The Day(s) the Music Died
In My Life
I was just a lad when I heard the news that Buddy Holly died in a plane crash in February of 1959. Perishing along with Holly was Mexican singer Richie Valens who was enjoying a new found success with back-to-back hit records of “La Bamba” and “Donna”. The third person who died that cold night in Iowa was a Houston based DJ, JP Richardson who was known as the Big Bopper. For a young rock’n’roll aficionado like myself, Holly’s death was hard to comprehend since I had only recently bought the “Peggy Sue” record which I played constantly on my old Webcor record player. Since I wasn’t much of an Elvis fan, Holly represented to me a budding star that I wanted to know more about through his records and personal appearances. He was the new rock star of my generation.
Their death occurred during a rock and roll caravan tour of stars that year playing to sold-out crowds of teenagers in the Midwest. Holly, Valens and the Big Bopper were part of larger group of performers who arrived in Iowa on a tour bus. Apparently, the tour bus had a malfunctioning heating system to go along with uncomfortable seats. The prospect of taking another long ride on that awful bus again after the Iowa show to the next city was met with dissatisfaction by most of the performers. So when an alternative method of travel presented itself in the form of a plane ride, the thought of ditching the bus in favor of the small plane was most appealing. Messer’s Holly, Valens and Richardson jumped at a chance to take a plane instead of a bus and paid for that decision with their lives. It was shocking to lose those guys who were just beginning to enjoy stardom.
The early 60’s saw the death of Eddie Cochran, who had hits with the songs, Summertime Blues and C’mon Everybody. He died due to complications from an automobile crash. In 1963, country singer Patsy Cline died as a result of a plane crash. In 1964, singer Sam Cooke was shot to death in a tragic case of mistaken identity. Sadly, the common thread of all the deaths of these performers was the fact that fate put them at the wrong place at the wrong time.
The turbulent late 60’s gave way to the even more turbulent 70’s. In 1970 superstar Jimi Hendrix who was approaching the prime of his career was found dead as a result of being asphyxiated on his vomit after ingesting a heavy dose of barbiturates. A month later, another superstar, Janis Joplin was found dead due to a heroin overdose. These were shocking deaths especially for those of us who were so caught up in the music of those times. A year later Doors lead singer, Jim Morrison died of heart failure. Although official cause of death was not drug related, speculation was that heavy use of drugs contributed to Morrison’s demise.
So here we are in 40 years later and history seemingly is repeating itself in the sense that two musical legends died. One of them died of natural causes and the other died due to unnatural causes. Davey Jones, lead singer of the Monkees died of a heart attack and soon thereafter, Whitney Houston died due to use of drugs. Davey was 67 years old and Whitney was 48 years old when they died.
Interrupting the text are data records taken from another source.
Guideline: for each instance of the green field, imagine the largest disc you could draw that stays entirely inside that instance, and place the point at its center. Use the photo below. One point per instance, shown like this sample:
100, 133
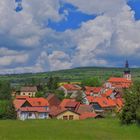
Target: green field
105, 129
72, 75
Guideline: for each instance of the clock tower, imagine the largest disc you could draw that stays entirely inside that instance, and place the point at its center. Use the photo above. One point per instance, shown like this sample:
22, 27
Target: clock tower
127, 72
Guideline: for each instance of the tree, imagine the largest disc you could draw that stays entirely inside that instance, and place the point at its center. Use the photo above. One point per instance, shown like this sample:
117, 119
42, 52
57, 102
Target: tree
60, 94
94, 82
131, 109
7, 110
5, 90
39, 94
52, 83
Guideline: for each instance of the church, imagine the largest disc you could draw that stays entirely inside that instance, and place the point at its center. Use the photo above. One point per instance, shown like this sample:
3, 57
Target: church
121, 82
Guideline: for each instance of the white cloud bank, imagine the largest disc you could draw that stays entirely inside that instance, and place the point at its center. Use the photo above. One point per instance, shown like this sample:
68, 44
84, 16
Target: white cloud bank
30, 46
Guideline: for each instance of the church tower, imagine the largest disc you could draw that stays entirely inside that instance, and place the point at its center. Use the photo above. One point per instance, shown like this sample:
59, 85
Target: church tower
127, 72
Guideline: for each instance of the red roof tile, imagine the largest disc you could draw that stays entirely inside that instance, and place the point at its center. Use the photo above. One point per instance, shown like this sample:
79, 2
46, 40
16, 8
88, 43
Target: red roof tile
71, 87
102, 101
107, 93
119, 79
29, 89
38, 102
64, 102
21, 97
33, 109
18, 103
87, 115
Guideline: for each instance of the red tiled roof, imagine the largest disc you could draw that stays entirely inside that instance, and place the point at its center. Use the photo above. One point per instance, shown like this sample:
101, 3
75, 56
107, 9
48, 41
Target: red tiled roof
38, 102
21, 97
119, 102
102, 101
18, 103
53, 100
64, 102
88, 115
72, 104
71, 87
119, 79
93, 89
107, 93
54, 111
29, 89
33, 109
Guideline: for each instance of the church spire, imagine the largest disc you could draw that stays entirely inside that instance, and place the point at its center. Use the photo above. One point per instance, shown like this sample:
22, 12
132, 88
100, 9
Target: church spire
127, 72
126, 64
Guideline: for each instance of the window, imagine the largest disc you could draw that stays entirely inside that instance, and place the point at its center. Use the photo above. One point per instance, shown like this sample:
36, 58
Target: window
30, 114
65, 117
71, 117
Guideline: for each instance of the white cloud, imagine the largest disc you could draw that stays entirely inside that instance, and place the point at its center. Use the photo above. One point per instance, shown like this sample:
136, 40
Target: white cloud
114, 34
7, 57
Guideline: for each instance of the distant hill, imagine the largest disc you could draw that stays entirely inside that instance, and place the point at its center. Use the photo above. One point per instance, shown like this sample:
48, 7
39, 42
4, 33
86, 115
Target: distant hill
75, 74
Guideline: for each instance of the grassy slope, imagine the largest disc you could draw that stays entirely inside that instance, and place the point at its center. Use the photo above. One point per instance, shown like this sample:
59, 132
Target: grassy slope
106, 129
75, 74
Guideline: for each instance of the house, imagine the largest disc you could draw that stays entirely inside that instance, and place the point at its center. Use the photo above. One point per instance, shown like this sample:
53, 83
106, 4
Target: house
69, 104
28, 91
53, 100
69, 89
118, 83
93, 91
101, 104
31, 108
83, 108
64, 114
90, 115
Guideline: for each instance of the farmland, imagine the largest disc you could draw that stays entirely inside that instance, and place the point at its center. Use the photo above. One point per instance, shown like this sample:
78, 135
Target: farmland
104, 129
75, 75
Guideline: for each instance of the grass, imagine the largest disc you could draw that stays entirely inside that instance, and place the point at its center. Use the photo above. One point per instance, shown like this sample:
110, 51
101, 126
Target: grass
105, 129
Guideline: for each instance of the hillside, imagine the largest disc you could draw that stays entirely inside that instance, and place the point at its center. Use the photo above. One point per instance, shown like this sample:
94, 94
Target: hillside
104, 129
76, 74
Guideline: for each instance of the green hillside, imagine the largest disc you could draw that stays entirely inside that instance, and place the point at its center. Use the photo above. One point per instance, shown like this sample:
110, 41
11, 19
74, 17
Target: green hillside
105, 129
76, 74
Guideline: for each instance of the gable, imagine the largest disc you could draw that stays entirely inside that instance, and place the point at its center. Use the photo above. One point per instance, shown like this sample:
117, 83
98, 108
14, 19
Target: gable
26, 104
68, 112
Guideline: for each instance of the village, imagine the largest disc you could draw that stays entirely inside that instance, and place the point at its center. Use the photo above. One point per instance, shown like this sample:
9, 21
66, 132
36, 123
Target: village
80, 103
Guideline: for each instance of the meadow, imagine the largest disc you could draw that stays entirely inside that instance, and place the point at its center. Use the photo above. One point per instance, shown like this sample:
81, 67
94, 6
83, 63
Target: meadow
70, 75
104, 129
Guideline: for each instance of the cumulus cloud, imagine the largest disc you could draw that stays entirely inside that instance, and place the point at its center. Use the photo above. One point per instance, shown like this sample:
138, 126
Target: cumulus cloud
30, 46
7, 57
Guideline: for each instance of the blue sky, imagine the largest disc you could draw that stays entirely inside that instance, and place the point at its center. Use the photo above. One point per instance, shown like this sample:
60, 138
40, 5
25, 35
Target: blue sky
49, 35
135, 5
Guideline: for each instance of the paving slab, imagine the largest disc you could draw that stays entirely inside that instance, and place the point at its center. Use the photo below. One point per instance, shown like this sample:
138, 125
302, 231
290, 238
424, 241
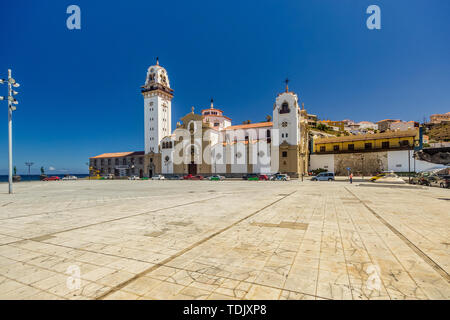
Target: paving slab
223, 240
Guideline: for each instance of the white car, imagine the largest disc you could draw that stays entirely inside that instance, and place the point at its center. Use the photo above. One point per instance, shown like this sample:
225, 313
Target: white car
69, 178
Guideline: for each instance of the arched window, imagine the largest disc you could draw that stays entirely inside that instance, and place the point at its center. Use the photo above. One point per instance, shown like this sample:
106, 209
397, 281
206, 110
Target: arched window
284, 108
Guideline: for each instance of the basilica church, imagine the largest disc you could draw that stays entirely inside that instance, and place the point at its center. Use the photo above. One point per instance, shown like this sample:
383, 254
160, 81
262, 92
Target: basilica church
207, 142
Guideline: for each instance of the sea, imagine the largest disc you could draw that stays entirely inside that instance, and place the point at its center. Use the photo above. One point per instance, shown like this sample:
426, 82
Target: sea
36, 177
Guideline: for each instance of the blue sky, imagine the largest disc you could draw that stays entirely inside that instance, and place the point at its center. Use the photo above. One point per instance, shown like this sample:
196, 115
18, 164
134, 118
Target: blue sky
80, 89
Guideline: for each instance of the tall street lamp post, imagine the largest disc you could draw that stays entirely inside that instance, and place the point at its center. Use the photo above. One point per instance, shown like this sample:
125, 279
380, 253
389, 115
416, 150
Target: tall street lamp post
11, 102
29, 164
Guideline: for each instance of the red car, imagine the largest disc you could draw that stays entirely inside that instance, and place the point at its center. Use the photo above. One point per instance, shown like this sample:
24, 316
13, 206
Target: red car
191, 177
54, 178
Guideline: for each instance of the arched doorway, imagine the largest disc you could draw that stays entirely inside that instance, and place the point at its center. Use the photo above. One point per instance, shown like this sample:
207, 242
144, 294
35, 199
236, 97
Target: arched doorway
151, 170
192, 169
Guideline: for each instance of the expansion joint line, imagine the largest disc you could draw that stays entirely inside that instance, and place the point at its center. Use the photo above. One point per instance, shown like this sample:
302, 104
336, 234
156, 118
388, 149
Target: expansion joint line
196, 244
408, 242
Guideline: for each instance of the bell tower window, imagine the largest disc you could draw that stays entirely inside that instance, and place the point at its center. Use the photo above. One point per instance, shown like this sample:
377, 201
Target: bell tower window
284, 108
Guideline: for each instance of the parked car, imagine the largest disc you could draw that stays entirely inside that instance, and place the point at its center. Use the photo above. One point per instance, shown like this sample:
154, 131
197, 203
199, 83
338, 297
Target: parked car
438, 181
192, 177
53, 178
282, 177
251, 177
174, 178
419, 179
378, 176
69, 178
324, 176
216, 178
445, 181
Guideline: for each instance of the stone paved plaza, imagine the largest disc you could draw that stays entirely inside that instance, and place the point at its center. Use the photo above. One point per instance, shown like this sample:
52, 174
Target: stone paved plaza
223, 240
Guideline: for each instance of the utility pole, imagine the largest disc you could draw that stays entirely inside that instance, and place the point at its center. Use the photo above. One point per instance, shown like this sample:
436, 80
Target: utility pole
11, 101
29, 164
409, 166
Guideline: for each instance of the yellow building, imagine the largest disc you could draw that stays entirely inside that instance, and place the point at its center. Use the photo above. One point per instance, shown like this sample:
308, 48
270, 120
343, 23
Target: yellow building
337, 124
367, 142
365, 154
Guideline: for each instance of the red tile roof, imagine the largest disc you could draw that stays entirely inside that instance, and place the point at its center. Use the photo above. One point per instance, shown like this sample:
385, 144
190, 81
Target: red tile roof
119, 154
250, 126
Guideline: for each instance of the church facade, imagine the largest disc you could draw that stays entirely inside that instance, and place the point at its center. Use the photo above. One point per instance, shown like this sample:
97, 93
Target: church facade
207, 142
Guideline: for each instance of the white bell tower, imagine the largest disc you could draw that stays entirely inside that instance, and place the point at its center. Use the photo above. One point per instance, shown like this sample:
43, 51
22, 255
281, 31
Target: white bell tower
157, 107
286, 117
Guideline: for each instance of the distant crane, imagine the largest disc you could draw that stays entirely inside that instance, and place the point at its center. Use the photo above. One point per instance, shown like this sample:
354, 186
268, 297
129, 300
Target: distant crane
29, 164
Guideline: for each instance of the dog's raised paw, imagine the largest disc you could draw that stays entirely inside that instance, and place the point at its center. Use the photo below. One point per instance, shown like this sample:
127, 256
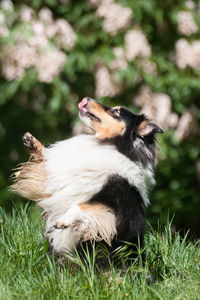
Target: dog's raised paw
29, 141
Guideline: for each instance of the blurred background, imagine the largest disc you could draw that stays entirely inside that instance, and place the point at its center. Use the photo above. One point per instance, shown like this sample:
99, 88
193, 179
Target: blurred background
141, 54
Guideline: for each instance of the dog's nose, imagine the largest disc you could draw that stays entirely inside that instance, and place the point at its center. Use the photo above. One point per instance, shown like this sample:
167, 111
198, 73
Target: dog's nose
88, 99
83, 103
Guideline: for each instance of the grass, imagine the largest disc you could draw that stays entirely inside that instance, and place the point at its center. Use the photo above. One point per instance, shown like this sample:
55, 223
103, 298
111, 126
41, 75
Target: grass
27, 271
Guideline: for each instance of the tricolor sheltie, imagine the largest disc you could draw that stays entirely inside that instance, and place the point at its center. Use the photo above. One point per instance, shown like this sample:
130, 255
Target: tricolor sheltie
93, 187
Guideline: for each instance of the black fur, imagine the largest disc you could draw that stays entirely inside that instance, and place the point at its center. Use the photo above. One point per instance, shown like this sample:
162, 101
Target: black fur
127, 204
126, 143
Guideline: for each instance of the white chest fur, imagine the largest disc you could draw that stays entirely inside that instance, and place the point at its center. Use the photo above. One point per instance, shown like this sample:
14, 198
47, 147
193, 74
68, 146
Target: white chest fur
79, 167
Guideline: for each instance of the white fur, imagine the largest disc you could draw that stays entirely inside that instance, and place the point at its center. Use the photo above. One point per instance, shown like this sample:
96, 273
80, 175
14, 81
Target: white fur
93, 224
77, 169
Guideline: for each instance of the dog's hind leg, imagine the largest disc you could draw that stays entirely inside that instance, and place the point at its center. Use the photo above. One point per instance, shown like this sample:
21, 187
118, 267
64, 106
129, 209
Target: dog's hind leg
33, 146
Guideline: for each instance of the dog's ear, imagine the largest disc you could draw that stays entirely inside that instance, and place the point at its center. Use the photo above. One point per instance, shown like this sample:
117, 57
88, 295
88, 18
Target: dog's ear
146, 127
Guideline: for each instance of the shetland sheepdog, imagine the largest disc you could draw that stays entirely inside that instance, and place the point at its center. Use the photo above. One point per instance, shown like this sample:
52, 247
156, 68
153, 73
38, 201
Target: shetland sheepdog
93, 187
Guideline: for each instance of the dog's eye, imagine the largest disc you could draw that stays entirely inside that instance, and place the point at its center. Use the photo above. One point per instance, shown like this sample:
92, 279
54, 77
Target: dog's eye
114, 111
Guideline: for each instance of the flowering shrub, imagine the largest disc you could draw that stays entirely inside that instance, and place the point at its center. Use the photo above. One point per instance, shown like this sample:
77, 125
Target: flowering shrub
141, 54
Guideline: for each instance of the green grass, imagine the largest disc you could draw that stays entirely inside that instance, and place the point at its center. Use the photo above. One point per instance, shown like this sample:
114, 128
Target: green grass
27, 271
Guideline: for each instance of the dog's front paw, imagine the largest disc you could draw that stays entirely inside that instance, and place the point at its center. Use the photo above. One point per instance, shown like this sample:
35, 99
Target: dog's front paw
60, 225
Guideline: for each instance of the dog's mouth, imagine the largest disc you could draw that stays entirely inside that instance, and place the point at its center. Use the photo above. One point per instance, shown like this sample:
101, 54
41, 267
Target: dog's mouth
84, 110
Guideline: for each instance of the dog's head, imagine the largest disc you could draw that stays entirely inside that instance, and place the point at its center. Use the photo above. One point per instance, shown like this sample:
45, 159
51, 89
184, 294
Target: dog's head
133, 134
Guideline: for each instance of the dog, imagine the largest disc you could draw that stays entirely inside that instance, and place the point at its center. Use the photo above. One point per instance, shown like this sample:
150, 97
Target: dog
93, 187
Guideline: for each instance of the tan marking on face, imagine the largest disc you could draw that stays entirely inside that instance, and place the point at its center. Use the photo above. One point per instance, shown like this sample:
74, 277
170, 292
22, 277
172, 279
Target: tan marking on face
143, 128
109, 127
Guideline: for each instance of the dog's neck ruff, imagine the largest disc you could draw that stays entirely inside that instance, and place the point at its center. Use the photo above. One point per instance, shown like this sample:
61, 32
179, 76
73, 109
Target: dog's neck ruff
78, 168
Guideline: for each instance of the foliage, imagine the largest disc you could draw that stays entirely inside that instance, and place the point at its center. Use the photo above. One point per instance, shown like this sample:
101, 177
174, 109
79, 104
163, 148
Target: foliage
48, 107
28, 271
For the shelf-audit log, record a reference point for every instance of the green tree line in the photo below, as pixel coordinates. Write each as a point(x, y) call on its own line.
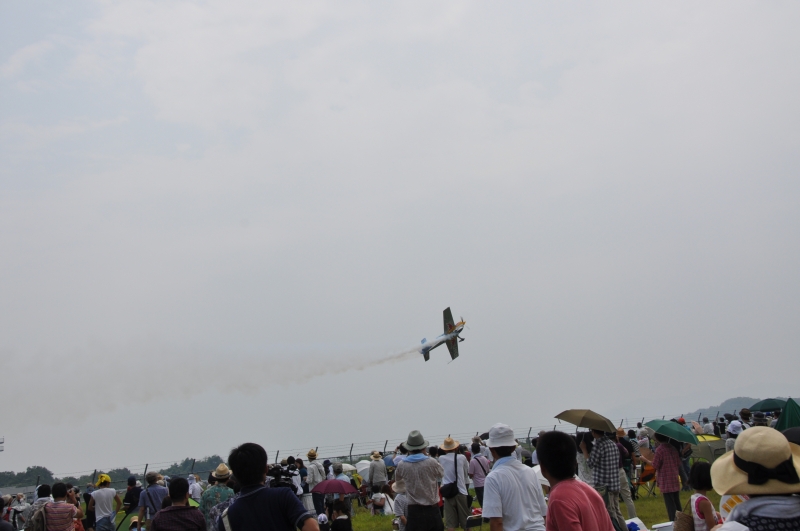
point(118, 475)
I vividly remember the Monkee’s television show. Sure, everyone knew that initially studio musicians did most of the recording. We all knew about the internal struggles between the group and Don Kirschner, but the show was fun to watch. Reportedly at one time John Lennon told Mickey Dolencz of the group that he never missed a Monkees episode on television. I had the opportunity to see Davey a few years ago when he was appearing as part of a 60’s revival show. He was personable, sang all the Monkees’ hits and put on a professional and thoroughly enjoyable performance.
Was there ever a more perfect voice emanating from more beautiful person than Whitney Houston? I think not. I remember being told by a business colleague to buy her first album when it was first released. My friend was so enthused about Whitney that she gave me her vinyl copy of the album to take home and play it that night, but I had to swear to remember to bring the LP back to the office the next day, or else! I became a fan of Whitney’s that day and continued to be one so many years later.
I was sad when Davey died because here was a person that I had seen countless times on television, listened to all the Monkees’ albums and always recognized his familiar Manchester accent on the songs when he was the lead singer. It was as though a family friend died. Conversely, I was angry when Whitney died. To see such a beautiful and talented person throw it all away made be depressed and sad.
The bottom line is that we all will die someday. Given the attention to healthy life styles and proper nutrition, many of us will be able to live far past the ages of our parents. Both Davey and Whitney left us far too early. The difference is that Davey died because it was his time and Whitney died because the drug demons in her life overtook her and cheated her fans and family. Hopefully, young people can learn from Whitney’s tragedy and put aside drugs in favor of life.
The great Don McLean in his epic song, “American Pie” talks about the “the day the music died” which I am told was in reference to the Holly death. The reality is that whenever a music celebrity passes on, it’s a sad day not only because they are no longer with their fans, friends and family, but also because their music dies with them leaving us only with memories.